Here is the thing about systems — even broken ones, even the big immovable ones that feel like permanent weather — they aren’t the whole story. They never are. Because inside every broken system are people who decided to do it differently. Who said this isn’t working and meant it and then built something that did. You find them everywhere if you look. The teacher who stays late not because the school asked her to but because a kid needed more time. The coach who calls to check in not because it’s in his contract but because that’s who he is. The doctor who left the production model not because it was easy but because he couldn’t live with what he was producing inside it.
Medicine has those people too. More than you might think.
And what I want you to know — what I most want you to carry with you from this — is that you are allowed to find them. You are allowed to decide that the first answer you got wasn’t good enough and go looking for a better one. You are allowed to be your own loudest advocate. You are allowed to walk into a room and say I don’t feel right and I am not leaving until someone listens.
The system wasn’t built for that kind of patient.
But the right providers were.
The right providers love that kind of patient. Because that’s a person who is ready.

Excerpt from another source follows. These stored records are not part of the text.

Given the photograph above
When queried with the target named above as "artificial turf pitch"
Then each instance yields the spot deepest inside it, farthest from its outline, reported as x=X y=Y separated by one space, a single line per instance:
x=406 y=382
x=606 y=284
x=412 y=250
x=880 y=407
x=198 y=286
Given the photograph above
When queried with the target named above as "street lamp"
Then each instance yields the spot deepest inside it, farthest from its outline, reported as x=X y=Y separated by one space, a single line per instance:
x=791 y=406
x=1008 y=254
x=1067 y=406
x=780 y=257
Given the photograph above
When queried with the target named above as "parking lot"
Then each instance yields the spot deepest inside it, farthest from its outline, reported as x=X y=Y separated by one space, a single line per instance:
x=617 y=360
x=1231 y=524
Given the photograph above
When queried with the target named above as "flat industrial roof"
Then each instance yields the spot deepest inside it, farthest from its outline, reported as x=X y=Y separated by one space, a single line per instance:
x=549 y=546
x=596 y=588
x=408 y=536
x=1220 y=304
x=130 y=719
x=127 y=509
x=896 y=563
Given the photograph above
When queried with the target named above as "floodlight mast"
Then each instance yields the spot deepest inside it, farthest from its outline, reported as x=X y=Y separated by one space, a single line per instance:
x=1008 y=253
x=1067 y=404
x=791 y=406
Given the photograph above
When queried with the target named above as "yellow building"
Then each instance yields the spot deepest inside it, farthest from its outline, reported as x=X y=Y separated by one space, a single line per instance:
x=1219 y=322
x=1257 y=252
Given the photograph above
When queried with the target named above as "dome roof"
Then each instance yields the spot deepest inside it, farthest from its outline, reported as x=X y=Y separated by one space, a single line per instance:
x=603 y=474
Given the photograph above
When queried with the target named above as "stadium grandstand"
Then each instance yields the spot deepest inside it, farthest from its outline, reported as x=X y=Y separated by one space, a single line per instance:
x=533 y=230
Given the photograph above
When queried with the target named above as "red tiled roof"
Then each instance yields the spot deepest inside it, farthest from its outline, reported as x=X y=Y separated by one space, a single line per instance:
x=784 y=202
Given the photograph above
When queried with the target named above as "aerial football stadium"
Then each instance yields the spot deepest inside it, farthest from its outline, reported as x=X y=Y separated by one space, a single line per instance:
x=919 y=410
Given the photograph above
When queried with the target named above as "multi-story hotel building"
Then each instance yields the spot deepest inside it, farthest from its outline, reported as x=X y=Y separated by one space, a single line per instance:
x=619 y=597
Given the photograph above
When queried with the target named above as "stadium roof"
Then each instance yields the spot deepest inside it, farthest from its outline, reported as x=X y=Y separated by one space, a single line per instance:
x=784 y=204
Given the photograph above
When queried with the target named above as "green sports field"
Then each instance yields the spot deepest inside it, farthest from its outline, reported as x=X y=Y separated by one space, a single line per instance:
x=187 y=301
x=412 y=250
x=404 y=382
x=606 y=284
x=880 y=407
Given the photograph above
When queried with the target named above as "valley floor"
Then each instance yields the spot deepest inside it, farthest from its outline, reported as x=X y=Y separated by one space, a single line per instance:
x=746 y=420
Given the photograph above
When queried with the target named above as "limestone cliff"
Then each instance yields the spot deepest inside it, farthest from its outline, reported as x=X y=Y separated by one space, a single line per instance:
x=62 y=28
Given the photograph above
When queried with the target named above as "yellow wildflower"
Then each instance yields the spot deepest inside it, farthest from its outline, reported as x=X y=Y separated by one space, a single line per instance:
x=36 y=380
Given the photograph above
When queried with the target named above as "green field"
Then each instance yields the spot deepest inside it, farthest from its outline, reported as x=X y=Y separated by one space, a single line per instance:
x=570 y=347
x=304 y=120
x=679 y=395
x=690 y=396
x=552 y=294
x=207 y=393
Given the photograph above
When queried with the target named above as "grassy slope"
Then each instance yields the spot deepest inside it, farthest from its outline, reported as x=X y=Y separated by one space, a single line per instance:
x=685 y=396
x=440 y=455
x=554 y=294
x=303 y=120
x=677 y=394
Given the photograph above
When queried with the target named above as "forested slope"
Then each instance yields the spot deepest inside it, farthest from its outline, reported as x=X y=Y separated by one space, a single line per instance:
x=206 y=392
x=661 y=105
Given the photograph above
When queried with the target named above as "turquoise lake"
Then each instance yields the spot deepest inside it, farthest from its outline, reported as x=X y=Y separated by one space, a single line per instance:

Ready to do the work, ready to hear the truth, ready to actually change.
We are a long way from fixing what’s broken at the macro level. I don’t have a policy answer. I don’t have a political solution. I’m a guy in Kearney, Nebraska who has built something small and intentional and personal instead.
But here’s what I know about small and intentional and personal.
It compounds.
One person gets well and tells someone they love. That person comes in. They get well. They tell someone they love. And slowly, in ways that don’t make the news and don’t show up in any national healthcare metric, something shifts. Not the system — not yet — but the people inside it. They start to remember that they don’t have to accept the first answer. That their body is worth the deeper look. That feeling genuinely good is not a luxury reserved for the young or the wealthy or the lucky.
That it is available. Right now. To them.
That’s the glimmer I’ve got. It’s not a revolution. It’s quieter than that.
But quiet things, tended carefully, have a way of becoming something.